Покуда Стремглав добирался до королевского багряного шатра, немало шуток довелось ему услышать и от шлюх с белошвейками, и от собратьев-рыцарей, и от простых солдат.
– Негоже рыцарю отправляться на подвиг, не посвятив оный некоторой прекрасной бабе, – сказал король. – Вы воротите свой коротенький нос, мой храбрый капитан, от красавиц, коим мы все по мере сил служим и поклоняемся. Посмотрим, не придется ли вам по вкусу это маленькое лесное чудо…
Стремглав поднял глаза и пропал. Он еще не знал, что пропал, но его позабывшее страх сердце заколотилось так, что слышно стало всем – латы ведь усиливают всякий звук, исходящий из рыцарской груди.
– Да! – сказал он на своем родном языке, потом повторил это утверждение на всех девяти или десяти языках, которые знал.
– И чего он в ней нашел? – зашипели, зашелестели прекрасные бабы. – Ни рожи, ни кожи, кожа да кости, в чем душа держится, в базарный день пятачок цена, только на черном дворе и держать, зенки бесстыжие, белые…

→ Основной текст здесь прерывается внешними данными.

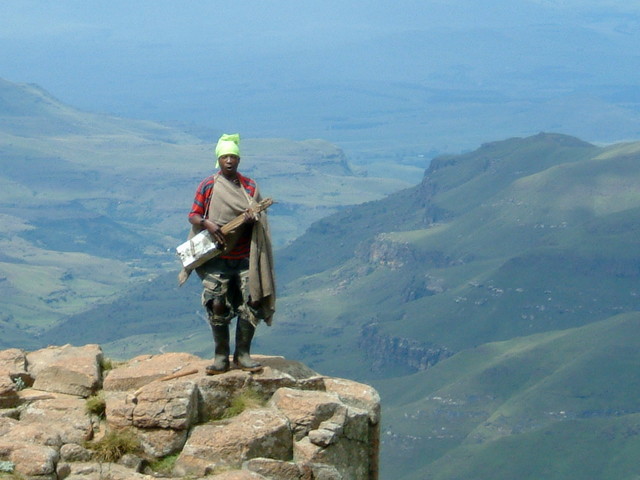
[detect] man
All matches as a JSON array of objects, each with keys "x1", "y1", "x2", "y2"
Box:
[{"x1": 189, "y1": 134, "x2": 275, "y2": 375}]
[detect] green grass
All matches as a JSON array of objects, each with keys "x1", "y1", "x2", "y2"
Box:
[{"x1": 85, "y1": 430, "x2": 142, "y2": 462}]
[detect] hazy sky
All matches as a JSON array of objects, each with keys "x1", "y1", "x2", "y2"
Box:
[{"x1": 0, "y1": 0, "x2": 640, "y2": 157}]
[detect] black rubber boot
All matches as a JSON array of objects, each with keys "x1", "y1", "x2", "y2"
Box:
[
  {"x1": 205, "y1": 325, "x2": 230, "y2": 375},
  {"x1": 233, "y1": 318, "x2": 262, "y2": 372}
]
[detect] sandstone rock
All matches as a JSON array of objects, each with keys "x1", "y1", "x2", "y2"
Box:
[
  {"x1": 0, "y1": 345, "x2": 380, "y2": 480},
  {"x1": 58, "y1": 443, "x2": 92, "y2": 462},
  {"x1": 9, "y1": 443, "x2": 59, "y2": 480},
  {"x1": 59, "y1": 462, "x2": 155, "y2": 480},
  {"x1": 293, "y1": 437, "x2": 368, "y2": 480},
  {"x1": 0, "y1": 348, "x2": 33, "y2": 380},
  {"x1": 104, "y1": 392, "x2": 136, "y2": 429},
  {"x1": 207, "y1": 470, "x2": 267, "y2": 480},
  {"x1": 136, "y1": 428, "x2": 189, "y2": 458},
  {"x1": 175, "y1": 408, "x2": 292, "y2": 475},
  {"x1": 324, "y1": 377, "x2": 380, "y2": 424},
  {"x1": 244, "y1": 458, "x2": 313, "y2": 480},
  {"x1": 104, "y1": 353, "x2": 202, "y2": 391},
  {"x1": 20, "y1": 390, "x2": 93, "y2": 444},
  {"x1": 27, "y1": 345, "x2": 102, "y2": 397},
  {"x1": 0, "y1": 370, "x2": 19, "y2": 408},
  {"x1": 197, "y1": 370, "x2": 251, "y2": 422},
  {"x1": 132, "y1": 379, "x2": 198, "y2": 430},
  {"x1": 270, "y1": 388, "x2": 345, "y2": 440}
]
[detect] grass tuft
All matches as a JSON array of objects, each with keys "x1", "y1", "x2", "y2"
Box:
[
  {"x1": 85, "y1": 393, "x2": 107, "y2": 418},
  {"x1": 85, "y1": 430, "x2": 142, "y2": 462}
]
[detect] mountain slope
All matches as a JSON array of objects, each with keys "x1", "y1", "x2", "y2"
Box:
[
  {"x1": 0, "y1": 79, "x2": 406, "y2": 349},
  {"x1": 250, "y1": 134, "x2": 640, "y2": 480}
]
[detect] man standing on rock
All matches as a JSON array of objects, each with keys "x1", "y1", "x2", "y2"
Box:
[{"x1": 189, "y1": 134, "x2": 275, "y2": 375}]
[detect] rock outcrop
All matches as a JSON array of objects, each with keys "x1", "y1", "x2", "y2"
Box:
[{"x1": 0, "y1": 345, "x2": 380, "y2": 480}]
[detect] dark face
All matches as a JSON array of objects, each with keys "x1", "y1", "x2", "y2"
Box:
[{"x1": 218, "y1": 155, "x2": 240, "y2": 178}]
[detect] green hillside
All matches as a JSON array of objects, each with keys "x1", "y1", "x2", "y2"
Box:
[
  {"x1": 379, "y1": 313, "x2": 640, "y2": 479},
  {"x1": 0, "y1": 79, "x2": 407, "y2": 348},
  {"x1": 0, "y1": 76, "x2": 640, "y2": 480},
  {"x1": 252, "y1": 134, "x2": 640, "y2": 479}
]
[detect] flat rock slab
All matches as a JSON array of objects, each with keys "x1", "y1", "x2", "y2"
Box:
[{"x1": 27, "y1": 345, "x2": 102, "y2": 398}]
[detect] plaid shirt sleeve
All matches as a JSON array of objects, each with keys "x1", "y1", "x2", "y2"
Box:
[{"x1": 189, "y1": 176, "x2": 214, "y2": 217}]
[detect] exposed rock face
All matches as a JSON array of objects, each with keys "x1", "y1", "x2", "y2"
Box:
[{"x1": 0, "y1": 345, "x2": 380, "y2": 480}]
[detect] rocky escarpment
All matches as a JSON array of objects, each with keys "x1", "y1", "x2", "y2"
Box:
[
  {"x1": 0, "y1": 345, "x2": 380, "y2": 480},
  {"x1": 358, "y1": 323, "x2": 454, "y2": 371}
]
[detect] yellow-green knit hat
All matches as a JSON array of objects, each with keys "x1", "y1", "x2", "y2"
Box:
[{"x1": 216, "y1": 133, "x2": 240, "y2": 159}]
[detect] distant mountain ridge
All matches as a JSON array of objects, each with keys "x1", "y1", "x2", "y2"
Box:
[
  {"x1": 262, "y1": 133, "x2": 640, "y2": 480},
  {"x1": 0, "y1": 79, "x2": 406, "y2": 348},
  {"x1": 0, "y1": 73, "x2": 640, "y2": 480}
]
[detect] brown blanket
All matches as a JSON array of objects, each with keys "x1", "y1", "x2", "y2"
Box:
[{"x1": 178, "y1": 175, "x2": 276, "y2": 325}]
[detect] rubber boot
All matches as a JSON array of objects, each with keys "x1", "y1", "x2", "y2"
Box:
[
  {"x1": 233, "y1": 317, "x2": 262, "y2": 372},
  {"x1": 205, "y1": 325, "x2": 229, "y2": 375}
]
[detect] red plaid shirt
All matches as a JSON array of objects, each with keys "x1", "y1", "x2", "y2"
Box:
[{"x1": 189, "y1": 173, "x2": 256, "y2": 260}]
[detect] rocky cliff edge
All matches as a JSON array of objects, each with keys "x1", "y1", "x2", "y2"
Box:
[{"x1": 0, "y1": 345, "x2": 380, "y2": 480}]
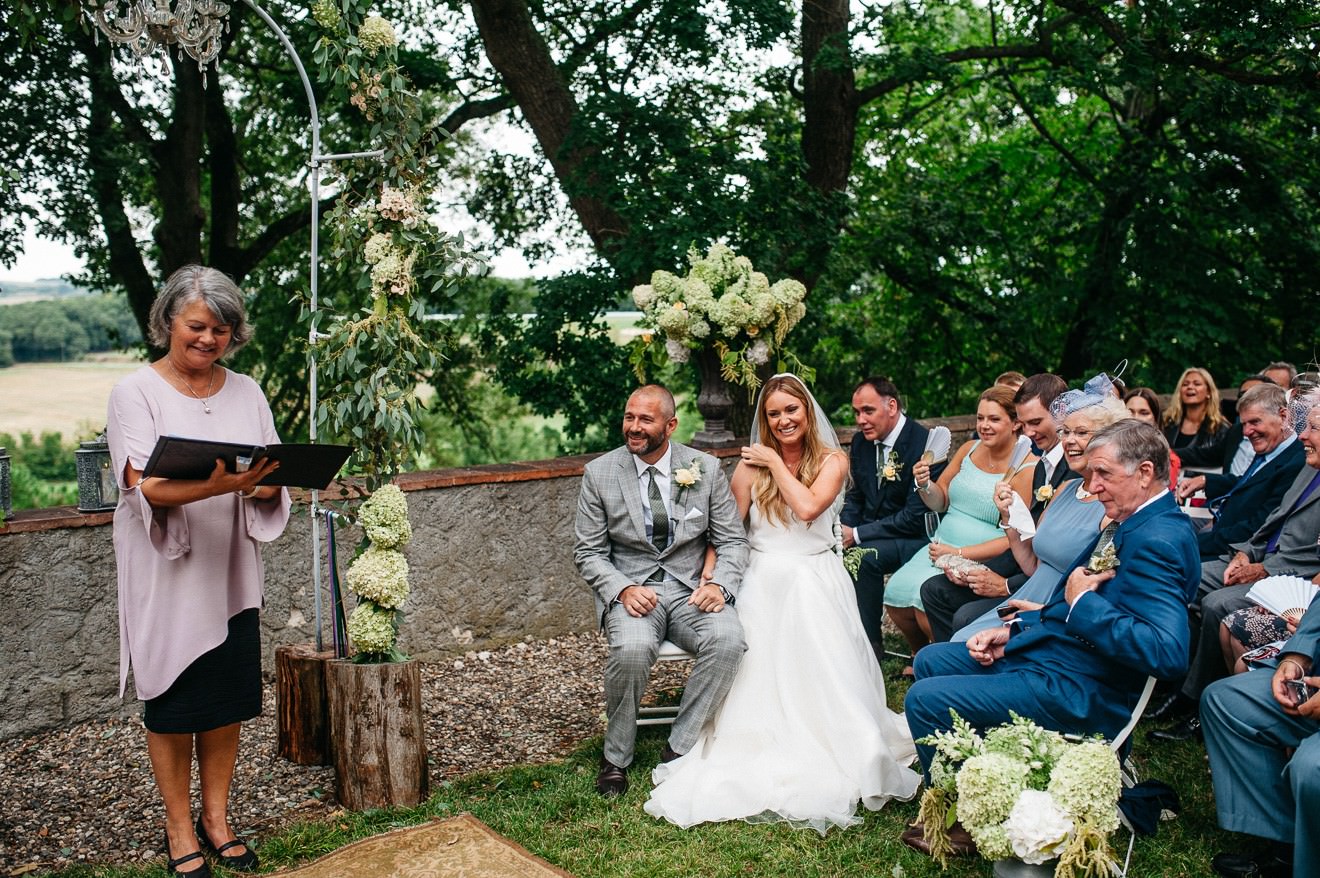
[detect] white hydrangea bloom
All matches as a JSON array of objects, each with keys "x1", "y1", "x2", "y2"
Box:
[
  {"x1": 1049, "y1": 741, "x2": 1123, "y2": 832},
  {"x1": 345, "y1": 545, "x2": 409, "y2": 609},
  {"x1": 632, "y1": 284, "x2": 656, "y2": 310},
  {"x1": 1003, "y1": 790, "x2": 1073, "y2": 866},
  {"x1": 746, "y1": 338, "x2": 770, "y2": 366},
  {"x1": 347, "y1": 601, "x2": 397, "y2": 652},
  {"x1": 358, "y1": 483, "x2": 412, "y2": 549},
  {"x1": 358, "y1": 15, "x2": 399, "y2": 58}
]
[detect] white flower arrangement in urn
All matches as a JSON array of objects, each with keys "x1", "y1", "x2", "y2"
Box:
[
  {"x1": 917, "y1": 710, "x2": 1122, "y2": 878},
  {"x1": 345, "y1": 483, "x2": 412, "y2": 663},
  {"x1": 630, "y1": 243, "x2": 807, "y2": 389}
]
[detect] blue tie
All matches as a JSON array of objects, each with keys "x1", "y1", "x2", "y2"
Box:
[{"x1": 1210, "y1": 454, "x2": 1265, "y2": 522}]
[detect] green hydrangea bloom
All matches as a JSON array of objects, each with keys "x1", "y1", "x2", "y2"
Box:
[
  {"x1": 345, "y1": 545, "x2": 409, "y2": 609},
  {"x1": 1049, "y1": 741, "x2": 1123, "y2": 833},
  {"x1": 312, "y1": 0, "x2": 341, "y2": 30},
  {"x1": 358, "y1": 15, "x2": 399, "y2": 58},
  {"x1": 348, "y1": 601, "x2": 399, "y2": 652},
  {"x1": 358, "y1": 485, "x2": 412, "y2": 549},
  {"x1": 958, "y1": 753, "x2": 1027, "y2": 830}
]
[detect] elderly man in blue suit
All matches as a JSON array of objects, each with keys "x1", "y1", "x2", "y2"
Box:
[
  {"x1": 903, "y1": 420, "x2": 1201, "y2": 849},
  {"x1": 1201, "y1": 586, "x2": 1320, "y2": 878}
]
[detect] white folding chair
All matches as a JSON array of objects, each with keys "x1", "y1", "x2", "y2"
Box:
[
  {"x1": 1109, "y1": 677, "x2": 1155, "y2": 878},
  {"x1": 638, "y1": 640, "x2": 697, "y2": 726}
]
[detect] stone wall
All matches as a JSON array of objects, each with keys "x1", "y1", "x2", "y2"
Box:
[{"x1": 0, "y1": 417, "x2": 973, "y2": 738}]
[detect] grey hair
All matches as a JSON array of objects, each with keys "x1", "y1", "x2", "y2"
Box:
[
  {"x1": 1086, "y1": 417, "x2": 1168, "y2": 482},
  {"x1": 147, "y1": 265, "x2": 252, "y2": 356},
  {"x1": 1238, "y1": 384, "x2": 1288, "y2": 420}
]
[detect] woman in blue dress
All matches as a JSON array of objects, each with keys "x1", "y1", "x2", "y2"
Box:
[
  {"x1": 950, "y1": 375, "x2": 1130, "y2": 642},
  {"x1": 884, "y1": 386, "x2": 1036, "y2": 665}
]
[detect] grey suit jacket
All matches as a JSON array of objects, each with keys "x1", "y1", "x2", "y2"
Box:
[
  {"x1": 573, "y1": 442, "x2": 747, "y2": 622},
  {"x1": 1233, "y1": 466, "x2": 1320, "y2": 580}
]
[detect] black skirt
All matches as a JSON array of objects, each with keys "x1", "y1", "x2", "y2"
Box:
[{"x1": 143, "y1": 607, "x2": 261, "y2": 734}]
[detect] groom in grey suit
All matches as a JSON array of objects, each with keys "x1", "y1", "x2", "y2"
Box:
[{"x1": 573, "y1": 384, "x2": 747, "y2": 796}]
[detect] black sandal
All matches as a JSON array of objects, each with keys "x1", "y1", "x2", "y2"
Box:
[
  {"x1": 165, "y1": 832, "x2": 211, "y2": 878},
  {"x1": 189, "y1": 817, "x2": 256, "y2": 874}
]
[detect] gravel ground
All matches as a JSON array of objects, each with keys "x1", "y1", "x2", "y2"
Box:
[{"x1": 0, "y1": 635, "x2": 689, "y2": 875}]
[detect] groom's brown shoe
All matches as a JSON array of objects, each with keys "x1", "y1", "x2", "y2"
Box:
[
  {"x1": 899, "y1": 823, "x2": 977, "y2": 857},
  {"x1": 595, "y1": 757, "x2": 628, "y2": 799}
]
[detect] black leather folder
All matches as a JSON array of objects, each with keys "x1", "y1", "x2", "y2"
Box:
[{"x1": 143, "y1": 436, "x2": 352, "y2": 490}]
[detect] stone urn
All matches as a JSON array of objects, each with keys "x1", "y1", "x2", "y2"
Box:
[{"x1": 692, "y1": 347, "x2": 738, "y2": 448}]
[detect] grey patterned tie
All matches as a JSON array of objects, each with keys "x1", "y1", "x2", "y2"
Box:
[
  {"x1": 1092, "y1": 522, "x2": 1118, "y2": 555},
  {"x1": 647, "y1": 466, "x2": 669, "y2": 552}
]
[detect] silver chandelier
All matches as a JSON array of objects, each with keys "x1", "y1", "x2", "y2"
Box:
[{"x1": 83, "y1": 0, "x2": 230, "y2": 73}]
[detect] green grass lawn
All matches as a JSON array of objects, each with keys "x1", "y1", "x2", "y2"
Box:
[{"x1": 38, "y1": 661, "x2": 1250, "y2": 878}]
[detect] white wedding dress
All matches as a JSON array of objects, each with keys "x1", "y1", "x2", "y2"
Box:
[{"x1": 645, "y1": 504, "x2": 920, "y2": 834}]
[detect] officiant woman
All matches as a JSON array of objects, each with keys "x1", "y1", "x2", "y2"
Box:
[{"x1": 107, "y1": 265, "x2": 289, "y2": 878}]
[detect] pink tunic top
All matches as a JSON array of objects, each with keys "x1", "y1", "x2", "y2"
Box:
[{"x1": 106, "y1": 366, "x2": 289, "y2": 700}]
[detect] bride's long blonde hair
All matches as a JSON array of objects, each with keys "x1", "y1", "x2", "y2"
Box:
[{"x1": 751, "y1": 375, "x2": 836, "y2": 524}]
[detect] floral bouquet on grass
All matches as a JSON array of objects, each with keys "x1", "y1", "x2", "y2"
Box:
[
  {"x1": 917, "y1": 710, "x2": 1122, "y2": 878},
  {"x1": 345, "y1": 485, "x2": 412, "y2": 663},
  {"x1": 630, "y1": 244, "x2": 807, "y2": 389}
]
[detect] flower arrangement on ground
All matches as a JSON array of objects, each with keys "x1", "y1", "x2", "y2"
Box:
[
  {"x1": 917, "y1": 710, "x2": 1122, "y2": 878},
  {"x1": 631, "y1": 243, "x2": 807, "y2": 389},
  {"x1": 345, "y1": 485, "x2": 412, "y2": 663}
]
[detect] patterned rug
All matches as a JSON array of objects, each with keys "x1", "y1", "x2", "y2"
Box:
[{"x1": 277, "y1": 815, "x2": 573, "y2": 878}]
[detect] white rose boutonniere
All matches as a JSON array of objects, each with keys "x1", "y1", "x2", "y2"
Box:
[
  {"x1": 1086, "y1": 543, "x2": 1118, "y2": 573},
  {"x1": 673, "y1": 463, "x2": 701, "y2": 491},
  {"x1": 880, "y1": 449, "x2": 903, "y2": 482}
]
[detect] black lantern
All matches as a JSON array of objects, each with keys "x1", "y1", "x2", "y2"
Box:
[
  {"x1": 74, "y1": 434, "x2": 119, "y2": 512},
  {"x1": 0, "y1": 448, "x2": 13, "y2": 518}
]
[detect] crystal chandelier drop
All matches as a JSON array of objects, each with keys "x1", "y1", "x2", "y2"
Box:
[{"x1": 83, "y1": 0, "x2": 230, "y2": 76}]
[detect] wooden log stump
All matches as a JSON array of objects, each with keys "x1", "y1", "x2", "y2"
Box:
[
  {"x1": 326, "y1": 659, "x2": 430, "y2": 811},
  {"x1": 275, "y1": 643, "x2": 334, "y2": 766}
]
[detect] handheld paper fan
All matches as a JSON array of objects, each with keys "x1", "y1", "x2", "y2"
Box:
[
  {"x1": 1246, "y1": 576, "x2": 1320, "y2": 622},
  {"x1": 921, "y1": 424, "x2": 953, "y2": 466},
  {"x1": 1003, "y1": 436, "x2": 1031, "y2": 481}
]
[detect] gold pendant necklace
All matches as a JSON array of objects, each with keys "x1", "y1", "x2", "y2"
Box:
[{"x1": 165, "y1": 355, "x2": 215, "y2": 415}]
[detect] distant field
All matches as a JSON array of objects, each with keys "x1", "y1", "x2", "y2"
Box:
[{"x1": 0, "y1": 356, "x2": 140, "y2": 441}]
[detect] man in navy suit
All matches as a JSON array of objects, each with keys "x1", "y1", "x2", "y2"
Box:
[
  {"x1": 1177, "y1": 384, "x2": 1305, "y2": 561},
  {"x1": 1150, "y1": 397, "x2": 1320, "y2": 741},
  {"x1": 1201, "y1": 586, "x2": 1320, "y2": 878},
  {"x1": 840, "y1": 376, "x2": 945, "y2": 659},
  {"x1": 907, "y1": 420, "x2": 1201, "y2": 768}
]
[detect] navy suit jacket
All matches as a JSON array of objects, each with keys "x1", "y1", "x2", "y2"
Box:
[
  {"x1": 840, "y1": 417, "x2": 948, "y2": 543},
  {"x1": 1196, "y1": 440, "x2": 1307, "y2": 561},
  {"x1": 1001, "y1": 494, "x2": 1201, "y2": 734}
]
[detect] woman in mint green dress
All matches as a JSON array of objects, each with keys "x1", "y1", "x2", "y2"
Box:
[{"x1": 884, "y1": 386, "x2": 1036, "y2": 665}]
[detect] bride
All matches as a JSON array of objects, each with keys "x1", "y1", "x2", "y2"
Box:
[{"x1": 645, "y1": 375, "x2": 920, "y2": 834}]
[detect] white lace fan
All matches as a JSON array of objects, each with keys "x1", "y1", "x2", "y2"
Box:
[
  {"x1": 1246, "y1": 576, "x2": 1320, "y2": 622},
  {"x1": 1003, "y1": 436, "x2": 1031, "y2": 479},
  {"x1": 921, "y1": 424, "x2": 953, "y2": 466}
]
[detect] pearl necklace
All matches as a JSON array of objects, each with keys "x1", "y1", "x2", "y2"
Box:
[{"x1": 165, "y1": 356, "x2": 215, "y2": 415}]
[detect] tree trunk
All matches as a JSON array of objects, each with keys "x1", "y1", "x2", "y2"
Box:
[
  {"x1": 470, "y1": 0, "x2": 628, "y2": 256},
  {"x1": 326, "y1": 659, "x2": 430, "y2": 811},
  {"x1": 275, "y1": 644, "x2": 334, "y2": 766}
]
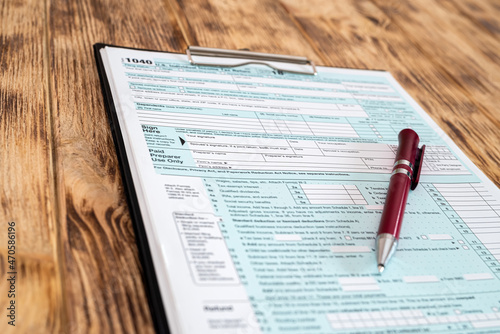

Полковые красавицы уже раскаялись, что приняли такое участие в бродяжке. И, главное, будь на их месте благороднейшие дамы Плезира, то говорили бы они то же самое – и, может быть, теми же самыми скверными словами.
Глаза у Алатиэли были светлые, такие светлые, что еще немного – и стали бы они жуткими, безобразными, как у болотной нечисти бывают. Но природа, творя красоту, всегда знает, когда надо вовремя остановиться.
А волосы были желтые, но такого оттенка, который стоит всех золотистых.
Дальше случилось нечто совсем уж несусветное и небывалое.
Стремглав выхватил у горбуна, который совсем недавно услаждал собрание скабрезными куплетами, тонкострунный буляр и, взмахнув неуклюжей пятерней, пропел в честь Алатиэли даже не примитивную фламбетту и не жалобную лариоль, а полноценную атассу, которую далеко не всякий опытный кавалер сложить может. При этом он ухитрился даже не порвать ни единой струны.
Как обычно, в атассе пелось о несуществующих местах и вымышленных событиях.